Je dirai donc qu’il m’est pénible de développer à nouveau une opinion qui était exclusivement mienne, maintenant que les limaçons de la presse ont déposé sur elle leur traînée repoussante d’interminable phraséologie, d’hypothèses vulgaires, de patriotisme stipendié et d’ardeurs à tant la ligne. Oui, quand la haine siffleuse et le dédain sournois me poursuivaient, j’écrivais avec plus de passion, sur le rôle révolutionnaire de la Russie, qu’aujourd’hui. Car la pensée d’un homme c’est la toute jeune vierge qu’il élève et respecte, et qu’il ne reconnaît plus quand elle a été flétrie par un priapisme vénal, avant d’être devenue belle et forte, comme il l’avait rêvée. À l’homme infiniment affectueux dont on a ravi la bien-aimée, au père dont on a violé la fille, à l’auteur artiste, je n’ai donc pas besoin de dire ce qu’il m’en coûte pour reprendre cette question de Russie sur laquelle se vautre maintenant la grande prostitution politique.
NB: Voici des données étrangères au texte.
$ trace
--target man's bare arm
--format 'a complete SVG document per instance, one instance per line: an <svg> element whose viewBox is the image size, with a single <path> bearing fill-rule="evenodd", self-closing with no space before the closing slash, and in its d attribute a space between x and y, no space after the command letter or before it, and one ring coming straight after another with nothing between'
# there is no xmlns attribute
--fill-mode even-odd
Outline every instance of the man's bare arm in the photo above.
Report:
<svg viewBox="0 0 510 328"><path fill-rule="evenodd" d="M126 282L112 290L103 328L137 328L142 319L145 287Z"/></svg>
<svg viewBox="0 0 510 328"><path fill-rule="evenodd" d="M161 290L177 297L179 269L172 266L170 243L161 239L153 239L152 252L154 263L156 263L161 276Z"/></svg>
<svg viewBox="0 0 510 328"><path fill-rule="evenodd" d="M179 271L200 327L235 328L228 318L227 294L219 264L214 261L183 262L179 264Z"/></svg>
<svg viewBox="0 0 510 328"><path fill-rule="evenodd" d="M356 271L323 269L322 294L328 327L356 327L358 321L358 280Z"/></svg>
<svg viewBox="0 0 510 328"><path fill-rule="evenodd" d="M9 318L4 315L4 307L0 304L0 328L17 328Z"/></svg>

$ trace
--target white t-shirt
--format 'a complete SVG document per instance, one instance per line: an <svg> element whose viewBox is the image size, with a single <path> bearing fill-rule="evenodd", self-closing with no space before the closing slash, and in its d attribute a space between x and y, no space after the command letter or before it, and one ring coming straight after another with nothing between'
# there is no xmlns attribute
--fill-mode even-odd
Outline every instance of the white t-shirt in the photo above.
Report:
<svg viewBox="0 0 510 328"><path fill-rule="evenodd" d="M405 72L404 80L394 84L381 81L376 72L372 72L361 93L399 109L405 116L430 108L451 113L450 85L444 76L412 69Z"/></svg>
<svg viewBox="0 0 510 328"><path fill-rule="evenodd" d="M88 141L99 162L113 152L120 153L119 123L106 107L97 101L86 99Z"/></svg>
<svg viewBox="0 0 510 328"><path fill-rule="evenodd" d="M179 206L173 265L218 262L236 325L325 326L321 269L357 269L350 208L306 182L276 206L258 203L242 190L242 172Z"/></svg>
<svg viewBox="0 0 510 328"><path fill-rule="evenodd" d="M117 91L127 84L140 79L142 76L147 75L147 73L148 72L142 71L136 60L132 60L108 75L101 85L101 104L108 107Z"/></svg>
D’autres craindraient de laisser soupçonner ce sentiment intime et voudraient cacher la démangeaison de leur personnalité sous quelque beau prétexte de dévouement. Eh ! pourquoi donc mentirais-je ? Si j’éprouve ce sentiment d’amour-propre, c’est qu’il est naturel à l’homme de s’attacher à son travail et d’en réclamer les fruits, louanges ou injures ; c’est qu’il y a des injures qui honorent.


VIII.   Si c’est là de l’orgueil, je ne m’en défends pas.